Of course, having a single opposition candidate can have clear advantages. But as Ian Murch's previous defeat in the National Officers' election shows it is no guarantee of success. What is critical is having a programme and approach than can engage with discontented teachers and build an enthusiastic, united campaign.
And as those in the STA and others who backed Murch found out you can't artificially create enthusiasm for a candidate. This was especially the case after Ian Murch imposed himself as a candidate on rest of the Left - failing to be selected at a joint meeting in Nottingham last year. Following that, many expressed doubts about his programme and how accountable he would be if elected.
Nor did he acknowledge his membership of the CDFU in his election address, saying he was "not controlled by any party or faction"!
If the same mistakes are not to be repeated, the Left within the NUT need to learn from the way that, at least where its voice was heard, Martin's campaign struck a chord.
After the National Officers' election, Socialist Party members believed the Left needed a candidate who was more in-touch with the problems facing teachers and with a fighting programme and campaigning record. That's why we urged Alex Kenny, the convenor of STA and the candidate selected in Nottingham, to stand.
When Alex withdrew, some on the Left even then threw their weight behind John Bangs - yet they haven't been subject to the same vilification as those who decided to support Martin but clearly called for a transfer to Ian Murch!
Martin's campaign put pressure on Ian Murch to sharpen his programme and pulled the election debate to the left. Unfortunately, Ian Murch's low-key campaign was not able to convince enough teachers to vote for a change.
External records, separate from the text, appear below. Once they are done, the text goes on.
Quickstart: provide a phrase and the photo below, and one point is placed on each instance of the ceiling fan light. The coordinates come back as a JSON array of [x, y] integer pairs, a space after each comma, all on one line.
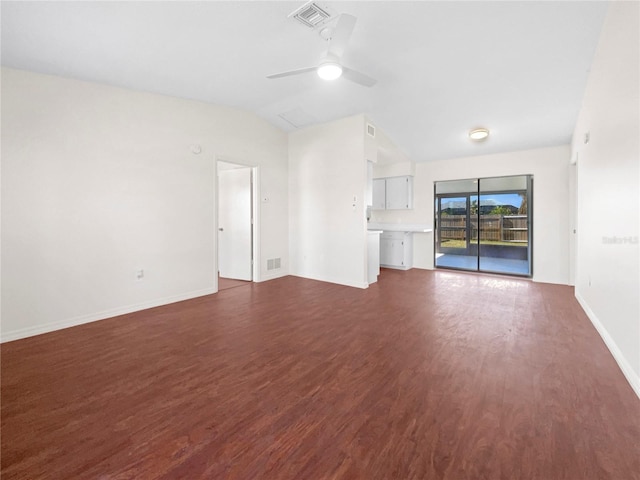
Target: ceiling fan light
[[329, 71], [478, 134]]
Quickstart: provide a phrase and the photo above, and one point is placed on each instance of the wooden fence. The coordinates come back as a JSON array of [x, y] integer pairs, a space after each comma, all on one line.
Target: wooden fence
[[498, 228]]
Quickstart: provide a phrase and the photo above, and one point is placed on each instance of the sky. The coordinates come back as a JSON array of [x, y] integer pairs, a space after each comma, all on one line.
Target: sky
[[491, 199]]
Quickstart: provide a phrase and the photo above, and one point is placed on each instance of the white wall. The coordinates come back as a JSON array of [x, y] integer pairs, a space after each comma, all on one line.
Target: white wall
[[550, 170], [608, 271], [327, 168], [98, 182]]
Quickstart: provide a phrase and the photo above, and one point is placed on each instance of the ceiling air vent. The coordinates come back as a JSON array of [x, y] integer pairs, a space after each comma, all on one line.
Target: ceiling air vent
[[311, 15]]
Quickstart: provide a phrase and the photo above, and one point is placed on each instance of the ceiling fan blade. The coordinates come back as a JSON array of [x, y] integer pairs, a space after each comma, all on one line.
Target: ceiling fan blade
[[358, 77], [341, 33], [293, 72]]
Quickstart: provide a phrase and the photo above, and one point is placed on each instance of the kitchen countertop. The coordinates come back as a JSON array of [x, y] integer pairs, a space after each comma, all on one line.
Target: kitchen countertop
[[400, 227]]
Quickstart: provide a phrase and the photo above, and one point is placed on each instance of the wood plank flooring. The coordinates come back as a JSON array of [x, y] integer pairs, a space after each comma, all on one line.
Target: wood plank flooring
[[425, 375]]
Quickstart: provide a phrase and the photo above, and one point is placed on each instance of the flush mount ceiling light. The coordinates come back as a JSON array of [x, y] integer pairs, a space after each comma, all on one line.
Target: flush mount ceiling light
[[329, 71], [478, 134]]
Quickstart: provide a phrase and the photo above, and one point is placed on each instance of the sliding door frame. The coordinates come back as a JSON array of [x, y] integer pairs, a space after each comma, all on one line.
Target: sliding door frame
[[437, 245]]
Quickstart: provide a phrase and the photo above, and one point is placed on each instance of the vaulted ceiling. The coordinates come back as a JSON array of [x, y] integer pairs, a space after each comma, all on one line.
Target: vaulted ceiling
[[517, 68]]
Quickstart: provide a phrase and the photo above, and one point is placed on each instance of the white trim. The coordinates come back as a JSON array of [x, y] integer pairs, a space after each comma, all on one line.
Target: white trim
[[75, 321], [632, 377]]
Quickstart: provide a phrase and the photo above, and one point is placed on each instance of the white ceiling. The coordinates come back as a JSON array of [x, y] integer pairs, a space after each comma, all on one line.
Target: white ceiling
[[518, 68]]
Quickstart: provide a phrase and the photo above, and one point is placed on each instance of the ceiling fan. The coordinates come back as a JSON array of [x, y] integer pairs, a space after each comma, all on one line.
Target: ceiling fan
[[330, 67]]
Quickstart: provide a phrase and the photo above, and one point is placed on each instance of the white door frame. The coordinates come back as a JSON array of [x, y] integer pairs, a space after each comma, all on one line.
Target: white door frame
[[255, 208]]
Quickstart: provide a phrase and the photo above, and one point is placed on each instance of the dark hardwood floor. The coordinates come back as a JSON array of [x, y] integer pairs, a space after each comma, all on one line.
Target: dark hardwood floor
[[425, 375]]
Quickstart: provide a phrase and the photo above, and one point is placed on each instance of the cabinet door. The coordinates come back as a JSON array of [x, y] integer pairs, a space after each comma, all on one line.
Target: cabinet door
[[379, 193], [398, 193]]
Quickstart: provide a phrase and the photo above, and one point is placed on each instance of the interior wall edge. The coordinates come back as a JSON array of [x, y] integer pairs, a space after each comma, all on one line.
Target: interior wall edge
[[95, 317], [616, 352]]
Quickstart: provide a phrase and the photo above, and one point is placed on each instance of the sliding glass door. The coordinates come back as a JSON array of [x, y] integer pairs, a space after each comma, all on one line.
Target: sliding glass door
[[484, 225]]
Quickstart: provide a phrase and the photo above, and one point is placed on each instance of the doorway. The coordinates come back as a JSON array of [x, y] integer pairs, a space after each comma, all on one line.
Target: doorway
[[485, 225], [235, 224]]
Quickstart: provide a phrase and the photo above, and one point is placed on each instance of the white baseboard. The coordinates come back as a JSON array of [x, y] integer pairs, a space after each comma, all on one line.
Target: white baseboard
[[632, 377], [94, 317]]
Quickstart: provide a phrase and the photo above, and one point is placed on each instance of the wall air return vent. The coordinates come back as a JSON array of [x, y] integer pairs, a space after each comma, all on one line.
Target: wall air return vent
[[311, 15]]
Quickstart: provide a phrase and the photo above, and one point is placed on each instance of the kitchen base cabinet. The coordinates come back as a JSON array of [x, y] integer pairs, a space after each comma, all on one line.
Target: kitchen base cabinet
[[396, 250]]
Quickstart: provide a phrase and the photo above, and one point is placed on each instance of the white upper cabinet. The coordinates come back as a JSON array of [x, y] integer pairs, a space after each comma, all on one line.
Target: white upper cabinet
[[393, 193]]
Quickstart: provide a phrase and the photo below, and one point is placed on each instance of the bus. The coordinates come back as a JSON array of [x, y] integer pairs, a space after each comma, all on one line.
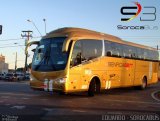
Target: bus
[[74, 59]]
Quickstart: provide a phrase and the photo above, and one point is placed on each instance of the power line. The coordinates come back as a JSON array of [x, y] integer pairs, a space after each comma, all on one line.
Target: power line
[[11, 46]]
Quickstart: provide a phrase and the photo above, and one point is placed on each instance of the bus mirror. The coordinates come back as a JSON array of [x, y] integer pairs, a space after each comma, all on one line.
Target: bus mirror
[[66, 45], [29, 44], [33, 50]]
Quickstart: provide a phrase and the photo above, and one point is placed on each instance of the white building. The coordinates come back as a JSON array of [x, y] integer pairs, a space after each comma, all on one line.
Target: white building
[[3, 65]]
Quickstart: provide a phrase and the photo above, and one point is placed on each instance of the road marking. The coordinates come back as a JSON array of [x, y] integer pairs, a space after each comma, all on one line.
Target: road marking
[[25, 98], [6, 97], [48, 109], [18, 107], [153, 93], [17, 94], [1, 101], [79, 111], [124, 101]]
In contrast, Martin demonstrated a commitment and built an authority, which provide a good platform for him to stand again in future elections.
At a fringe meeting at the NUT Conference this Easter, Ian Murch boasted, with PCS general secretary Mark Serwotka a guest speaker sitting alongside him, that the NUT had the most articulate and organised Left in any trade union!
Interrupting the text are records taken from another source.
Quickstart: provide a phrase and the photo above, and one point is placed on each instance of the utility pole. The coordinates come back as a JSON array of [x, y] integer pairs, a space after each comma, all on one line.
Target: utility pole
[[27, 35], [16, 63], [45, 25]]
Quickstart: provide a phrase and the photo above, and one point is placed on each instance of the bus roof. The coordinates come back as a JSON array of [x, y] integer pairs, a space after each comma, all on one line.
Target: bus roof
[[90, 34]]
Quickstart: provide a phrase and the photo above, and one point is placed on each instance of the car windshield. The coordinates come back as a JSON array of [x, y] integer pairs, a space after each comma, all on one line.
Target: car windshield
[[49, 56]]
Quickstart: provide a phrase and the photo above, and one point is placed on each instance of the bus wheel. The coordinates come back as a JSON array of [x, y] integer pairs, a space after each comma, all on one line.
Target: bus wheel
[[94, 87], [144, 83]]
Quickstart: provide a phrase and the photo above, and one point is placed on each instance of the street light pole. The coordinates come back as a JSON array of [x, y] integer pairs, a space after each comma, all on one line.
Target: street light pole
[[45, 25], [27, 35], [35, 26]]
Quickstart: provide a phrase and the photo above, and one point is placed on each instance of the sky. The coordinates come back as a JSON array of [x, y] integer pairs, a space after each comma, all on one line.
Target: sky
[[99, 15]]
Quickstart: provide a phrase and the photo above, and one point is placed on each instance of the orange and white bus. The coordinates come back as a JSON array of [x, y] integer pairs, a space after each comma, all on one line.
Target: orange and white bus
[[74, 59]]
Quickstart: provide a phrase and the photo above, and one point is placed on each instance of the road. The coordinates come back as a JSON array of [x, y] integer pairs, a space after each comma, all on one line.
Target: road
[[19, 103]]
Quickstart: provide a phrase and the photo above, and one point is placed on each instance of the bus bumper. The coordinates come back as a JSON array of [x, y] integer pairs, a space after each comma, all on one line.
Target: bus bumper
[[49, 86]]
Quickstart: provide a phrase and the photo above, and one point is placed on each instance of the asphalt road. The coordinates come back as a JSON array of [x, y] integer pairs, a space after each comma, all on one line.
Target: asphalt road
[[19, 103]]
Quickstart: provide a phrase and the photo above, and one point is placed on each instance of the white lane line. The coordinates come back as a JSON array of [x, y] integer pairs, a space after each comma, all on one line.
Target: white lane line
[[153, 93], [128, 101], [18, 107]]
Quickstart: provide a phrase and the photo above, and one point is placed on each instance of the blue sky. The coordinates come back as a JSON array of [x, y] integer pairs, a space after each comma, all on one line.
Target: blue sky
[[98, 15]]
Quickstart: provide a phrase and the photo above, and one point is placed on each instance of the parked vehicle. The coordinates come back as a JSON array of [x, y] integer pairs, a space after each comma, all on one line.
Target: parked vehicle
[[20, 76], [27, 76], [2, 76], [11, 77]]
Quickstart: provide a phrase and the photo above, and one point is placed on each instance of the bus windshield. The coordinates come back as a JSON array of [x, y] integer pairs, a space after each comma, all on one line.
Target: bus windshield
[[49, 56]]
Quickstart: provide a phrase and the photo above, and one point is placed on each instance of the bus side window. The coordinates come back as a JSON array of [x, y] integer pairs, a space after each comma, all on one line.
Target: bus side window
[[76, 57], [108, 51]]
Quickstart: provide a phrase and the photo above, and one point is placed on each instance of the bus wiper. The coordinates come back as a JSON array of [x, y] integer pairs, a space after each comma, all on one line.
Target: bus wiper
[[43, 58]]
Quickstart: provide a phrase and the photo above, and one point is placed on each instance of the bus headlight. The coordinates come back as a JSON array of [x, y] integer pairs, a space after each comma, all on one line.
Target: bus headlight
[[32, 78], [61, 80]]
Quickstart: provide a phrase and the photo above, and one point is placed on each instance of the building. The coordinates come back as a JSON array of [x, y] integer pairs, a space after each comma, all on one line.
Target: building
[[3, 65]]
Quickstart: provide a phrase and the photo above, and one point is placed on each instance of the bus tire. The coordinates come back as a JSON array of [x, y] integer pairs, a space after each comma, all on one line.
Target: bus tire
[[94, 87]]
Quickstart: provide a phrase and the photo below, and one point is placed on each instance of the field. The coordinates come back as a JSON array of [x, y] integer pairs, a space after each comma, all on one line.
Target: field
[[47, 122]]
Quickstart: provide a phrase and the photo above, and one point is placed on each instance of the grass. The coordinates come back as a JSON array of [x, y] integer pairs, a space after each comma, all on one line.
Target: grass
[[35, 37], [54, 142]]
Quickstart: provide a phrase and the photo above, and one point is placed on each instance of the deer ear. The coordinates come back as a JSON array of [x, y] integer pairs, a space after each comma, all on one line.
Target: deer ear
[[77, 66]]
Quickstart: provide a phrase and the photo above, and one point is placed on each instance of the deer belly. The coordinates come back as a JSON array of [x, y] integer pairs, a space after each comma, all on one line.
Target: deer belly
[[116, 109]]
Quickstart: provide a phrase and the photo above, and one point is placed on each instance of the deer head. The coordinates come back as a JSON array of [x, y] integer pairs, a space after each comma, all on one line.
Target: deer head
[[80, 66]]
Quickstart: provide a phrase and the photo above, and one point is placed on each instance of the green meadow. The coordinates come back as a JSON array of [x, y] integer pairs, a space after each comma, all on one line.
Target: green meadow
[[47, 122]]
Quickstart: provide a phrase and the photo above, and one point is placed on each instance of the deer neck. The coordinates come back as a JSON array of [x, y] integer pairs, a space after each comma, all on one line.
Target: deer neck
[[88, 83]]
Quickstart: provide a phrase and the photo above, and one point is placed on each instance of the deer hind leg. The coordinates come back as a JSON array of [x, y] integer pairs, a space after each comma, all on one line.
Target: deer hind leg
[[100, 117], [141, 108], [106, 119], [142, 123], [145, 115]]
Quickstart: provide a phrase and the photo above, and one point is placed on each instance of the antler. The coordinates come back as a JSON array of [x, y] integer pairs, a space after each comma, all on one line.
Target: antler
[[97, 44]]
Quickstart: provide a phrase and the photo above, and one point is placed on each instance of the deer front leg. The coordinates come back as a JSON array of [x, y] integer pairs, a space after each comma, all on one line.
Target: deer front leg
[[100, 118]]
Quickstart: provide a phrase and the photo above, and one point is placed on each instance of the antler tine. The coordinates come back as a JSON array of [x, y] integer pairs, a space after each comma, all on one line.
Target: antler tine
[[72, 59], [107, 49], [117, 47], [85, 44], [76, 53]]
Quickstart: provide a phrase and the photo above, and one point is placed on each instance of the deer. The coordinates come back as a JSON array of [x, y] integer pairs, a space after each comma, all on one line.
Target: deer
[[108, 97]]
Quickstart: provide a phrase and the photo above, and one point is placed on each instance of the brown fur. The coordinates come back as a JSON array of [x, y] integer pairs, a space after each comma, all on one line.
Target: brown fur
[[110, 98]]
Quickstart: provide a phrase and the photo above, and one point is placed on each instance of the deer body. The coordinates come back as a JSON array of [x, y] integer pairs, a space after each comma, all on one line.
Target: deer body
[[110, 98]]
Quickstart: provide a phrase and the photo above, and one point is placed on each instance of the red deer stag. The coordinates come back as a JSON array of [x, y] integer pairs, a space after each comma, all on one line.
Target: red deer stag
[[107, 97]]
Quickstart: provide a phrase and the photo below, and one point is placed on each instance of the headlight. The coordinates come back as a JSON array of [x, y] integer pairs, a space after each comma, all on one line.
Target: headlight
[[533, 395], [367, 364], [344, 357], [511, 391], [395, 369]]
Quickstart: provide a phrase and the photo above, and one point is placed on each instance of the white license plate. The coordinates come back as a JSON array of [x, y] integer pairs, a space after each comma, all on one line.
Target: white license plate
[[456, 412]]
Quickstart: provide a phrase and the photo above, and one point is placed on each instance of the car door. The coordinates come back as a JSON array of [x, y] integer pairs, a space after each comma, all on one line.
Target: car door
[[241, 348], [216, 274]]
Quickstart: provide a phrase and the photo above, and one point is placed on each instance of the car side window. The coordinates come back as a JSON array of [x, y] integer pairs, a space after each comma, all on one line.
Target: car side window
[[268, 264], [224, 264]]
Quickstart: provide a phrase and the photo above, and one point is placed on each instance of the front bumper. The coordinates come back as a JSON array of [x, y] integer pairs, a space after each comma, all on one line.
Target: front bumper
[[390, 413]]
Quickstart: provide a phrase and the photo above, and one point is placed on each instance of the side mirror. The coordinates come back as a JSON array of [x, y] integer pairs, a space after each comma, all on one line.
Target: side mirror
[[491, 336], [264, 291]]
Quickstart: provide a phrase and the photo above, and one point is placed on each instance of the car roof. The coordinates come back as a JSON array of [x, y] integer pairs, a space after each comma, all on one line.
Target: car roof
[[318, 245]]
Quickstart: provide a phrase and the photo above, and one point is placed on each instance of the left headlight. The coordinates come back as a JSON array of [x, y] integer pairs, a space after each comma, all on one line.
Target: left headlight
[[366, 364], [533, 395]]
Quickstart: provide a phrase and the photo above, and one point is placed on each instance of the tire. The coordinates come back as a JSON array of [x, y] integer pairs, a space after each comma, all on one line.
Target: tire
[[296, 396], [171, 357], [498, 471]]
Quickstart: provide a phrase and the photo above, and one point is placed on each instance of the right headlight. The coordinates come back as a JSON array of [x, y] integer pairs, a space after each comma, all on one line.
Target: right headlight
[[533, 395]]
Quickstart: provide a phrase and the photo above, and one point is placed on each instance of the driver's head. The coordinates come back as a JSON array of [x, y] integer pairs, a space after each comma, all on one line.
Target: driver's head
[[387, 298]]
But, unlike the PCS Left, this result shows that the NUT Left still has a long way to go in building its base amongst local Association officers, school reps and classroom teachers looking to build a fighting union. Martin Powell-Davies' campaign showed how an enthusiastic campaign could be built with a welcoming approach and a clear programme for change. Now that must be built upon to build a thriving Left to ensure a fighting leadership for the NUT in future.
NUT general secretary election result
|Candidate||Round 1||Round 2||Round 3|
|Ian Murch||15,360||18,643||22,134 (45%)|
|Steve Sinnott||20,359||21,533||27,287 (55%)|
Turnout: 52,310 first-preference votes - 21.7% (900 votes were not transferred on the first transfer and over 2,000 votes were not transferred in the final transfer).